Just recently, Academy Award winner Alejandro González Iñárritu revealed he has yet to shoot the end of his upcoming film “The Revenant.” The movie, based on true events, follows the story of a hunter struggling to survive in a hostile environment, a brutal winter and warring American Indians, to take revenge against the traitorous partner who left him for dead. For realism purposes, the film was shot under brutal conditions costing over $90MM (so far) and putting the cast and crew at risk. "We were in uncharted territory," Brad Weston, president and CEO of backer New Regency told The Hollywood Reporter. “Everyone who came aboard this project, cast and crew alike, understood this going in, and we all support Alejandro and his vision. The performances are extraordinary and the film is great,” he continued.

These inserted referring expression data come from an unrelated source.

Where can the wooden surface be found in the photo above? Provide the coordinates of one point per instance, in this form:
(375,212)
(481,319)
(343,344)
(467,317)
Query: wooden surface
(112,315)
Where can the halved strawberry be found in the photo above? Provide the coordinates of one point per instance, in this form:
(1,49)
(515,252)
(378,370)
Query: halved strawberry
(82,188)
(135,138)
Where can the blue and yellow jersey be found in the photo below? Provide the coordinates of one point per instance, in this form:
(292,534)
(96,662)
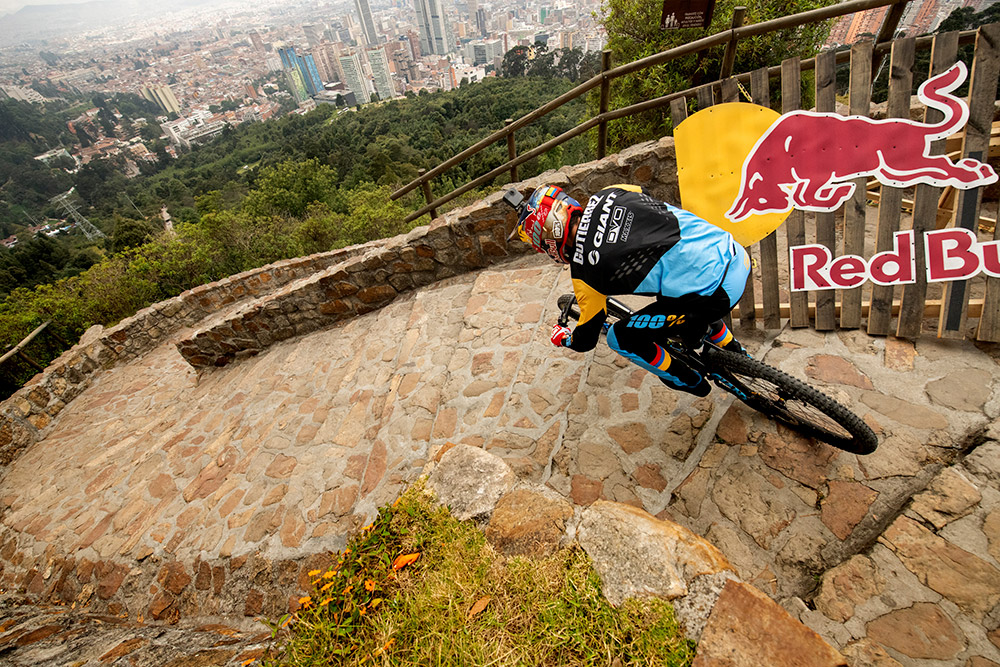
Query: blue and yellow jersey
(630,243)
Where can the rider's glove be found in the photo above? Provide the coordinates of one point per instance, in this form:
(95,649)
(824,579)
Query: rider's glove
(560,335)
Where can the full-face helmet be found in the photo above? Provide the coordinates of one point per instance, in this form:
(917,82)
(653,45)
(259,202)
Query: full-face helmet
(545,219)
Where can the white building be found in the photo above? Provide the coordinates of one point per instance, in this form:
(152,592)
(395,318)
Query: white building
(435,31)
(381,76)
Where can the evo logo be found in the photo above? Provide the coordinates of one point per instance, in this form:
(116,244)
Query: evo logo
(950,254)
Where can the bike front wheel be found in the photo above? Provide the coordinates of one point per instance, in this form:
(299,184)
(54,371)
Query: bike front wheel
(790,401)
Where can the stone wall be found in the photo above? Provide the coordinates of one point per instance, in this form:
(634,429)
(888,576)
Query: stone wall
(25,416)
(297,296)
(463,240)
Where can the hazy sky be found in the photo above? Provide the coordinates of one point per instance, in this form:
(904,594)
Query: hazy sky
(8,6)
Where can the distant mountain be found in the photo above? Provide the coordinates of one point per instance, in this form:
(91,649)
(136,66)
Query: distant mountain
(34,22)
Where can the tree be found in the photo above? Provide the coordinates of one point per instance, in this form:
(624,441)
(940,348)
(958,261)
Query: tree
(633,28)
(129,233)
(515,62)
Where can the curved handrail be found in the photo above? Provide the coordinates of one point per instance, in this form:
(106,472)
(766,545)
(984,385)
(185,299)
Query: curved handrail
(730,36)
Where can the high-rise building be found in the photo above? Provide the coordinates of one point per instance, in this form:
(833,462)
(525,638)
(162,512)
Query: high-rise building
(256,41)
(480,22)
(435,33)
(367,23)
(310,74)
(297,84)
(314,34)
(354,77)
(381,77)
(325,56)
(305,65)
(287,55)
(164,98)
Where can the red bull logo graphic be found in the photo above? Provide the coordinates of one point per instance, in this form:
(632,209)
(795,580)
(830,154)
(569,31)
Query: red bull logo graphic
(808,160)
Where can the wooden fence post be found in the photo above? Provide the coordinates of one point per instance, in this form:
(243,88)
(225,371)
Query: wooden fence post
(795,225)
(426,187)
(511,150)
(855,209)
(729,59)
(826,223)
(730,92)
(768,247)
(944,52)
(982,93)
(900,87)
(602,128)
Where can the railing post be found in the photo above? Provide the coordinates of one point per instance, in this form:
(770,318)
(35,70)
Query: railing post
(511,150)
(602,129)
(426,187)
(729,59)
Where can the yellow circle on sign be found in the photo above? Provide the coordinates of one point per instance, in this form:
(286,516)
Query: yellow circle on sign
(711,146)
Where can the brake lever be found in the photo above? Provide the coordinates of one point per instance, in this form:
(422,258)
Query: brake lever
(564,312)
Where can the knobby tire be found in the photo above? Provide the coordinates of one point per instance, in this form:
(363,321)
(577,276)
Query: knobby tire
(792,402)
(775,394)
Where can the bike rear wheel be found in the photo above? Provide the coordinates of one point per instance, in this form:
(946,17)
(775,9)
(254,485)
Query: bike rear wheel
(790,401)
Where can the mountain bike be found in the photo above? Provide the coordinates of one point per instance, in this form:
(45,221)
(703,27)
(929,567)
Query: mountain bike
(764,388)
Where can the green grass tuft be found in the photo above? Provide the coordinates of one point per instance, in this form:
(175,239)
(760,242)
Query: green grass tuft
(461,603)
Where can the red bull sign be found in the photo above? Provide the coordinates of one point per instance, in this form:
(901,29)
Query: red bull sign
(808,160)
(744,168)
(950,254)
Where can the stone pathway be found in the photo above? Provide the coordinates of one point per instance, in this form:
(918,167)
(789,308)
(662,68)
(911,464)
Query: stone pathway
(168,496)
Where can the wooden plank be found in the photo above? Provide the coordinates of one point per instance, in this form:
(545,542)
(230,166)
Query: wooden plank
(24,342)
(761,95)
(982,93)
(854,210)
(944,52)
(730,90)
(731,93)
(931,309)
(705,96)
(989,321)
(826,224)
(795,225)
(678,111)
(900,87)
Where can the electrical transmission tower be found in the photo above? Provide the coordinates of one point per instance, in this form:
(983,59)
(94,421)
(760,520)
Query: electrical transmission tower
(88,228)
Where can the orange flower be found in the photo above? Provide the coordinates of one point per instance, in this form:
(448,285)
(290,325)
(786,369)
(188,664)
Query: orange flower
(403,561)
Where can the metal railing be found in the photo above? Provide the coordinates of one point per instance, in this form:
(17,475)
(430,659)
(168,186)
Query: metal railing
(728,38)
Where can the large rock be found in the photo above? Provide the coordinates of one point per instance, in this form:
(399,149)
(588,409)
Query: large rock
(528,522)
(921,631)
(470,481)
(984,461)
(850,583)
(638,555)
(967,389)
(950,496)
(749,629)
(964,578)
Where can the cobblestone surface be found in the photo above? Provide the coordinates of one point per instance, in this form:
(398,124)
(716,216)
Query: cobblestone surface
(168,495)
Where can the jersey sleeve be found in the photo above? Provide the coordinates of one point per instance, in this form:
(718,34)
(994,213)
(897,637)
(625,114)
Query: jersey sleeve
(593,313)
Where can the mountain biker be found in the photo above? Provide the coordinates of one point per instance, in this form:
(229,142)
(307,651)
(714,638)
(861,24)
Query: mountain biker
(627,242)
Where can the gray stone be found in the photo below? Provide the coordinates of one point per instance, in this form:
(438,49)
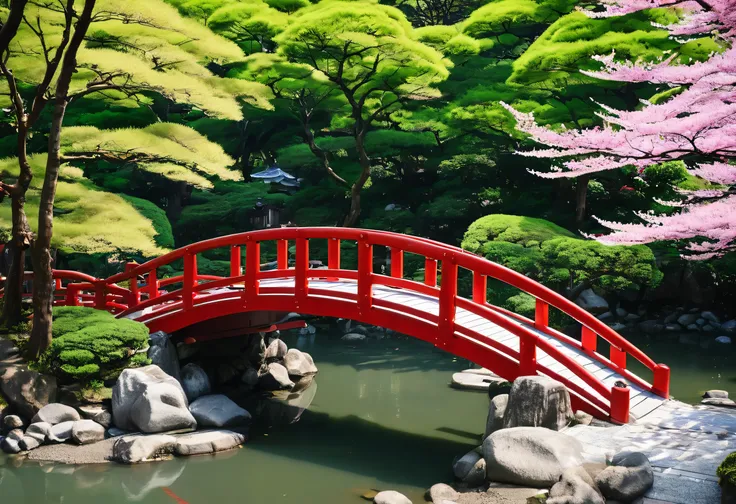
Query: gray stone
(10,445)
(163,354)
(352,337)
(39,430)
(575,487)
(136,448)
(149,400)
(687,319)
(530,456)
(218,411)
(61,432)
(275,377)
(442,492)
(496,411)
(56,413)
(538,401)
(194,381)
(29,443)
(299,363)
(716,394)
(198,443)
(275,351)
(629,476)
(729,326)
(721,403)
(98,413)
(27,391)
(87,432)
(592,302)
(710,317)
(390,497)
(651,327)
(470,468)
(250,377)
(11,422)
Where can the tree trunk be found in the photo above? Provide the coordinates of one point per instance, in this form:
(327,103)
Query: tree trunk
(365,164)
(43,278)
(581,196)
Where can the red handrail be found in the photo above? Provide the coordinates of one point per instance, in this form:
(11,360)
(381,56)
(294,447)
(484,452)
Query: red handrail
(108,295)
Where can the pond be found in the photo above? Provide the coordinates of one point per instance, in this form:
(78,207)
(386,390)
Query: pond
(383,417)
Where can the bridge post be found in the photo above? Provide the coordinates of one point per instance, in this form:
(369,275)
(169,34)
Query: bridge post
(528,354)
(333,253)
(301,281)
(190,280)
(252,268)
(541,314)
(448,295)
(397,263)
(661,380)
(430,272)
(235,261)
(282,254)
(365,275)
(589,339)
(620,404)
(480,288)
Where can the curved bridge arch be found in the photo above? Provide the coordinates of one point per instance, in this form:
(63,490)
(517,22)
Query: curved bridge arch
(508,344)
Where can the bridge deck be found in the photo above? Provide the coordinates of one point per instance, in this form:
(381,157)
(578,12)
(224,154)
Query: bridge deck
(642,402)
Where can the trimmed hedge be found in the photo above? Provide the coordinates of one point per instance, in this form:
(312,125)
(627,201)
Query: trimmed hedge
(90,344)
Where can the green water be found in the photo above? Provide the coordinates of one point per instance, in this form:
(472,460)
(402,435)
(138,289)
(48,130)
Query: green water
(382,417)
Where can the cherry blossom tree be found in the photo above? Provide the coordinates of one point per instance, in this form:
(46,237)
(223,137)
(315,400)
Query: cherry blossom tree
(696,124)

Despite some of the crew describing the shoot as a “living hell” and the worst experience of their careers, Iñárritu and first assistant director, Scott Robertson insist safety was a priority, knowing that the conditions were so extreme. “We had a safety meeting every day of the movie, sometimes multiple times,” said Robertson. “No one got hurt on the film with all the crazy shit we did.” Adding to the difficulties was the fact that Emmanuel Lubezki (Academy Award-winning cinematographer) decided the movie would be shot only with natural light, giving the cast and crew a window of approximately one hour and a half to shoot per day.

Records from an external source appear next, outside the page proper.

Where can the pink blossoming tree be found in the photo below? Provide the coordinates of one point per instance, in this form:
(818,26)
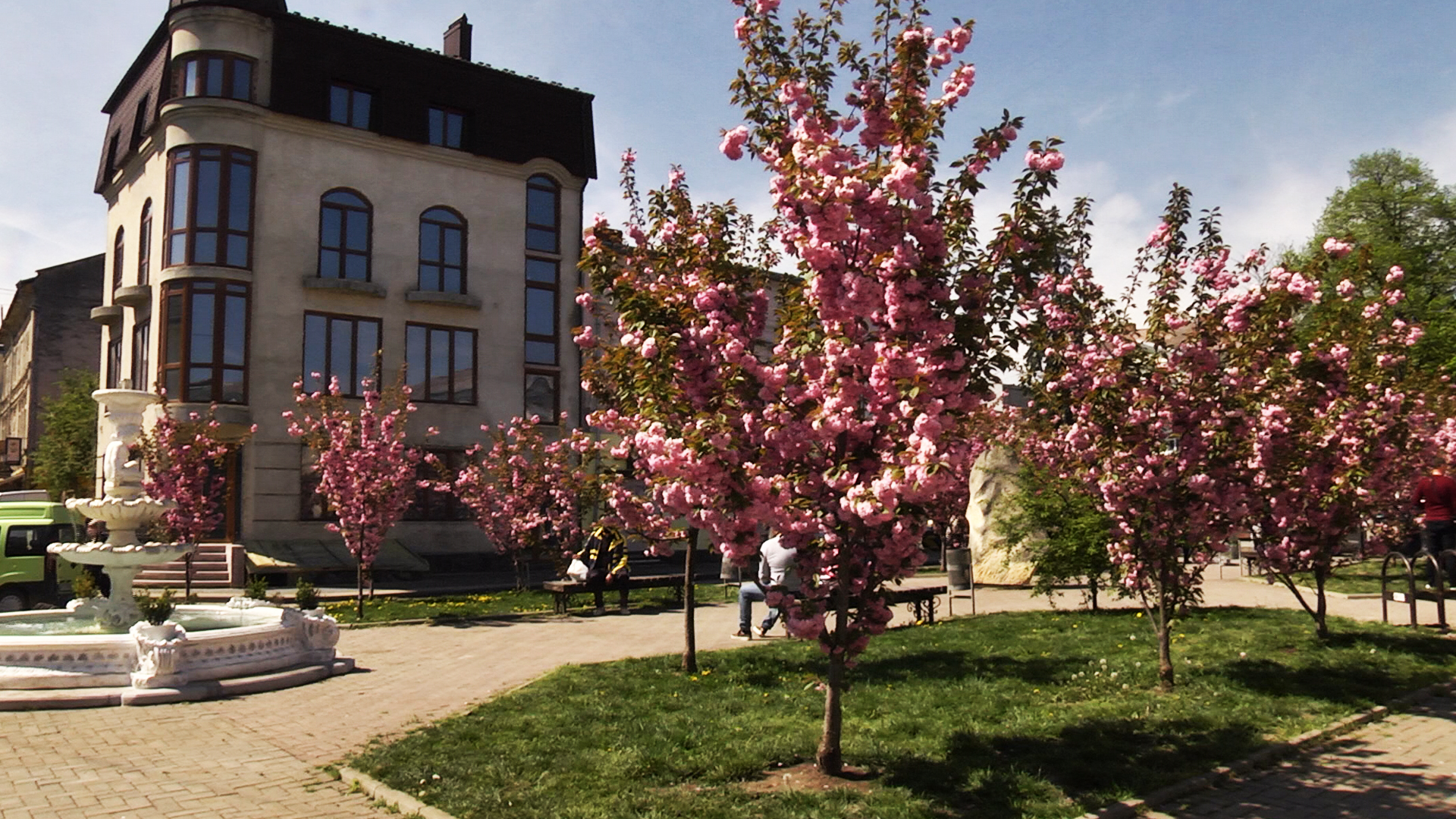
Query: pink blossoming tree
(530,493)
(851,423)
(1338,419)
(184,463)
(1147,417)
(366,471)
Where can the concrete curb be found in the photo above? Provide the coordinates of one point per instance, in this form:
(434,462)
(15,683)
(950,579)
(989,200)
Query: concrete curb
(1266,757)
(400,800)
(46,698)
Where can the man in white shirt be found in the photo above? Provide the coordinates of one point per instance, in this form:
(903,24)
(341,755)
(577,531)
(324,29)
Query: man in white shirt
(778,570)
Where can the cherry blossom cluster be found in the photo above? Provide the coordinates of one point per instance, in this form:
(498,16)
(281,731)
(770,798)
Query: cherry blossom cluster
(529,493)
(184,463)
(364,466)
(843,419)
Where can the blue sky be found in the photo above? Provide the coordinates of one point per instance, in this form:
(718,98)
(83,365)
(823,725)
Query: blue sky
(1257,105)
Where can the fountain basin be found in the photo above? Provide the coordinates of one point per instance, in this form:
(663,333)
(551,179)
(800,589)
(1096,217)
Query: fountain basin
(223,643)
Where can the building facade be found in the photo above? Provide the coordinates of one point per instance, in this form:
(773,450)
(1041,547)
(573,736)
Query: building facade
(289,197)
(46,331)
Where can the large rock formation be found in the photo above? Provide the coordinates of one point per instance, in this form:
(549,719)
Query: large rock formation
(993,488)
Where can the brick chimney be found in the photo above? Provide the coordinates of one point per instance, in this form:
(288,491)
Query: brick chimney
(457,39)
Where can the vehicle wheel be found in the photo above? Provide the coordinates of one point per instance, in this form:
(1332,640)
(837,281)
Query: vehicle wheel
(12,601)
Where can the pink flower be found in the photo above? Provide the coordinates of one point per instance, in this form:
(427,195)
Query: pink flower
(733,142)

Still, Iñárritu sustains these hiccups were all part of the process and he’s convinced he wouldn’t have done it any other way. “If we ended up in greenscreen with coffee and everybody having a good time, everybody will be happy, but most likely the film would be a piece of shit. “[The film] is about survival, and the actors and crew benefited from having to make it in nature.” The Mexican director said those who quit or were laid off from the project were like “violins out of tune” in an orchestra: they have to be taken out. “When you see the film, you will see the scale of it," he insists. “And you will say, ‘Wow.”